On the plane from Shanghai to Chengdu, Timothy showed me the characters for the USA. I had always been taught that 'Mei Guo' meant simply 'Beautiful Country' - a nod to the Chinese perception of that great land across the sea. Timothy scoffed. This is the problem with not being able to read. Mei Guo is not America on its own, it is an abbreviation. See this first character? It's true that this is the Mei of beauty ... sheep. Sheep were so important - imagine a pastoral country in which wealth was totally bound up in land and livestock. What was wealth? What was beauty? Fat, healthy sheep. But the Li that follows is not the li of beauty...say the sound aloud, all of the characters together. What do they sound like? May-Ri-Ca ... America. This is what reading opens up for you.

Later, in a friend's apartment, Timothy showed me the character for 'happiness'. God on the left, whatever god you conceive. And on the right, one, mouth, field - family, land, prosperity - all you need to be happy. He returns to this character often, describing things to me, using it all together or breaking it apart to fit the pieces into other ideas, tracing the lines in the air, or in the dust, or into the palm of my hand. In this way he is beginning to build a new vocabulary for me, a new way of seeing the world, through his eyes.
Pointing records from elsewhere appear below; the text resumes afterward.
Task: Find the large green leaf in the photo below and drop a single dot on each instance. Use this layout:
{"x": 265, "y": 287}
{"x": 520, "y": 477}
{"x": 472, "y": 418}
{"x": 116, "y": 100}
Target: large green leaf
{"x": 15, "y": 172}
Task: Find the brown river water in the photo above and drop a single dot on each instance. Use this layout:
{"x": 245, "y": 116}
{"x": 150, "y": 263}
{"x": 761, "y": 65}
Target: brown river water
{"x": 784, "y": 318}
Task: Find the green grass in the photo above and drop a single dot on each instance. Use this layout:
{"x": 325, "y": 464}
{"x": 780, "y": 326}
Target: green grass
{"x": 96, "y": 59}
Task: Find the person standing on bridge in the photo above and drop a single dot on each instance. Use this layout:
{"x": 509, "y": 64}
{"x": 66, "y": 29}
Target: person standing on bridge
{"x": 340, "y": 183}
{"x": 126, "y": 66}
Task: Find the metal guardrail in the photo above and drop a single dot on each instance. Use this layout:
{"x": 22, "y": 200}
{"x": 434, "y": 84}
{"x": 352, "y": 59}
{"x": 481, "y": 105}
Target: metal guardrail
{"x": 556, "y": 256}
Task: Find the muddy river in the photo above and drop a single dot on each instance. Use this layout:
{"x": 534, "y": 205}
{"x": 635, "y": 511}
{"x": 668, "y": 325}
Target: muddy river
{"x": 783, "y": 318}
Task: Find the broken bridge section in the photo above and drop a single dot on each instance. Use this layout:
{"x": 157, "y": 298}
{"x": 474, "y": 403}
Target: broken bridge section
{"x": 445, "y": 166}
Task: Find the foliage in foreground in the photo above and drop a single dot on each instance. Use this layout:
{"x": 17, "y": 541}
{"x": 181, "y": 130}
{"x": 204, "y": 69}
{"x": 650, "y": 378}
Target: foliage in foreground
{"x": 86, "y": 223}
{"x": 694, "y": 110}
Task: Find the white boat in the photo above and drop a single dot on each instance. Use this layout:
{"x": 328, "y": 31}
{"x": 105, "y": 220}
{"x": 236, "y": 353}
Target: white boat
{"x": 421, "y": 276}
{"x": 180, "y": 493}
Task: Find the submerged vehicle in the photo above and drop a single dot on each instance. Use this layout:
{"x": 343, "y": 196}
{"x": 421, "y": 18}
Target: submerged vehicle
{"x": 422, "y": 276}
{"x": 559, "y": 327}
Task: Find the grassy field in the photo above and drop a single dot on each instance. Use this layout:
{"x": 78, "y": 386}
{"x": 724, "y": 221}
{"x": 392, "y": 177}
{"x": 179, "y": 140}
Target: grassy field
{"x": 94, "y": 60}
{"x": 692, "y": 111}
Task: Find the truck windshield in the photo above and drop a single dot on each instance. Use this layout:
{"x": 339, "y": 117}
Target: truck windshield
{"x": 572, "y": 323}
His eyes would have been laughing Friday night, to see me ink splattered amidst a room full of 6-year olds, learning to write with a brush. Paula's calligraphy class, plus one enormous foreigner copying with less skill than any of them. The teacher would hold the brush and it would glide across the rough paper like a swan, dipping its beak gently in one place, creating ripples that spread and fade, or making bold lines swimming towards the edge. And then my turn, the brush simply a brush again, doused in too much ink, soaking into the page like a squashed cockroach. When I would unexpectedly execute a graceful stroke, the pig-tailed girl in front of me would flash a gap-toothed smile and give me a thumbs up. When my brush folded over on itself despositing a fat blob of ink rather than twisting delicately to make a light spot, the four-eyed boy on my left would shake his head sadly, in commiseration and disgust.

Since I didn't have my dictionary with me, I had no idea what I was writing. I could only guess what the two characters I managed to paint with some grace said. I hoped they would turn out to be something lovely, as their strokes looked to me. First, 'xiu' - to flower, or put forth (as in ears of corn). Not was I was expecting, but a beautiful idea in its way. And the second, 'ji' - odd number. Hmm.

Emboldened by my calligraphy, I came home and sent Timothy a text message using only characters. 'Che fan le ma?' - 'have you eaten?' a common greeting. Hours later he wrote back, first in pinyin, confirming what I wanted to say. I smiled, content to be getting the hang of this new language thing. And then, just before my pride could get the better of me, he wrote in English, 'Your characters say that you turned your car over.' Clearly I still have a long way to go.